In other news, the Bak Choy is about ready to harvest, and I'm going to start some to fill in the blank spaces once these are gone. This is a fast growing veggie (not to mention delicious!)
Little tomatillo plant
The winter squash around the Squash House has sprouted!
Table Dainty squash, breaking ground!
Now that the veggies are done, I'm turning my attention to the annual flowers. First the morning glory pole. We grow this every year, and it's been quite a show in the past. I usually plant Heavenly Blue - a beautiful deep blue that just glows in the yard in the early morning. This year I'm adding a new pink mix - La Vie en Rose from Baker Creek Heirloom Seeds.

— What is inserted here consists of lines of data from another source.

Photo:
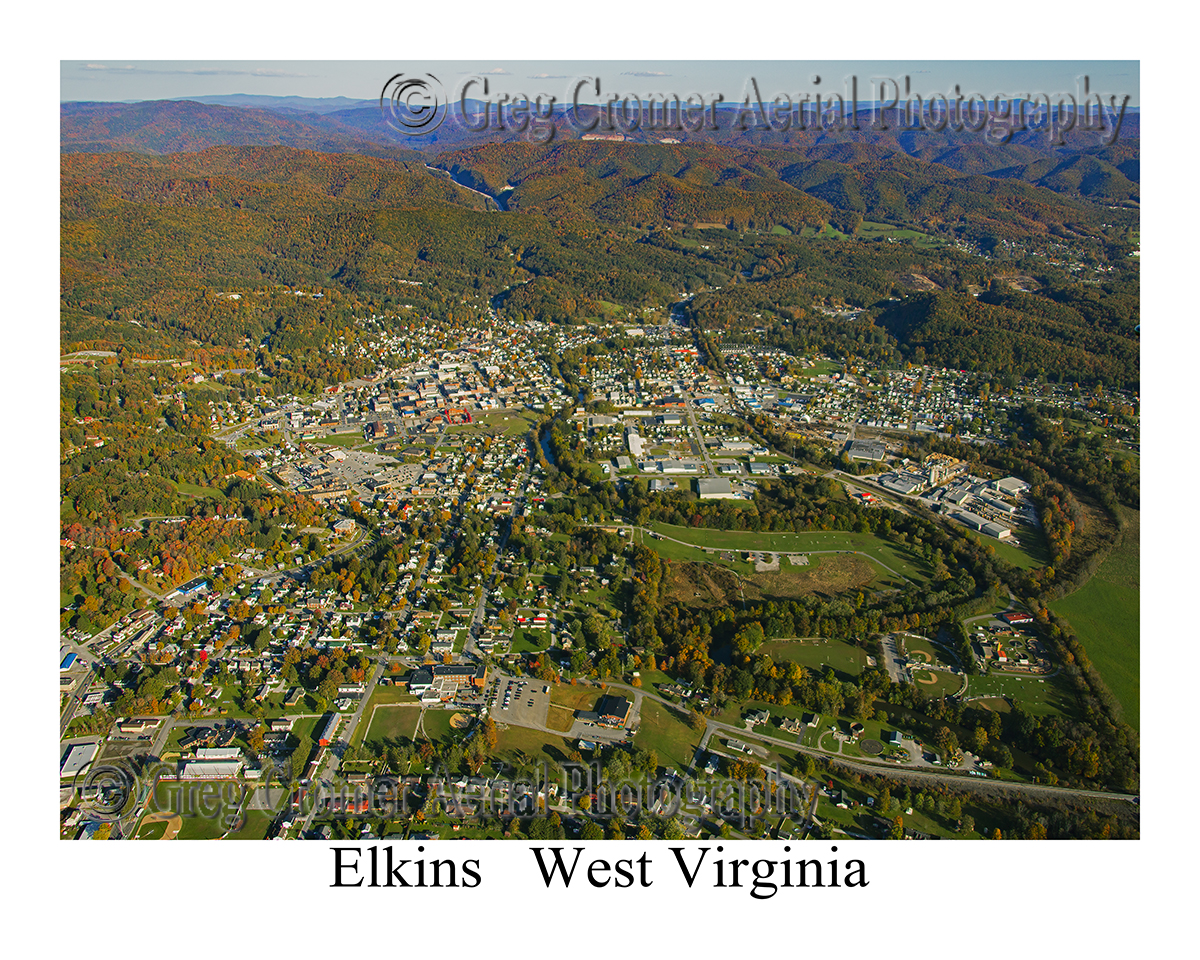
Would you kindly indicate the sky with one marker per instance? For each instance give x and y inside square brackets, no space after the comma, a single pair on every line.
[103,79]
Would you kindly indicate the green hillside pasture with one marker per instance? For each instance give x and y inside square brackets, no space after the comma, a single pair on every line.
[817,654]
[1104,616]
[893,556]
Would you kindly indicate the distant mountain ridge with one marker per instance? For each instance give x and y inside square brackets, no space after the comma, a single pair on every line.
[1083,166]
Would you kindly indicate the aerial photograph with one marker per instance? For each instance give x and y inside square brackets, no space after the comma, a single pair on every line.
[599,450]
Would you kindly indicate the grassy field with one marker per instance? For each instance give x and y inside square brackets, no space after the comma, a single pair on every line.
[436,724]
[153,831]
[205,808]
[391,721]
[1105,616]
[871,231]
[935,683]
[821,367]
[192,490]
[666,732]
[255,828]
[1039,696]
[816,655]
[520,743]
[559,718]
[891,555]
[574,697]
[341,439]
[505,424]
[713,585]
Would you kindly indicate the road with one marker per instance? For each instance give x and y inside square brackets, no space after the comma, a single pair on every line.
[471,648]
[334,754]
[883,768]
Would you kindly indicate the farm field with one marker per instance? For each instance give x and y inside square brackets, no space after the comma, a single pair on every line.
[1104,615]
[816,655]
[832,541]
[1039,696]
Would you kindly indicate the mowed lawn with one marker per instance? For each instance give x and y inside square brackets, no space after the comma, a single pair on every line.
[667,733]
[391,721]
[816,655]
[892,556]
[1105,617]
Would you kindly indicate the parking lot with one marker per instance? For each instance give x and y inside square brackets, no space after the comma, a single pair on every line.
[520,700]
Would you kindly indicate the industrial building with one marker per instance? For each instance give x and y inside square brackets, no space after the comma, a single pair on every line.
[78,759]
[635,442]
[715,489]
[985,527]
[867,450]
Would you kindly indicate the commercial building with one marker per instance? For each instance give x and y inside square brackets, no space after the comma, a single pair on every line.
[867,450]
[78,759]
[715,489]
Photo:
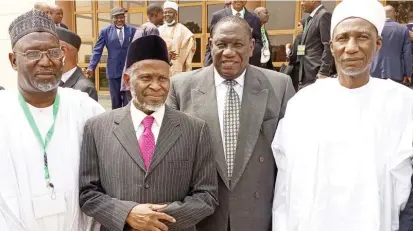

I managed to get two plants started in the greenhouse, and then planted seeds all around them, saved seeds from our past plants plus the new one. We'll see how they do.
The greenhouse is empty now - I've moved everything out. The three tomato plants that were in there all winter are now out by the fence. They look like they've been shocked - I had to pull some of the branches out from small spaces where they had curled in to. It won't take long and they will recover and go crazy. Tomatoes are pretty resilient.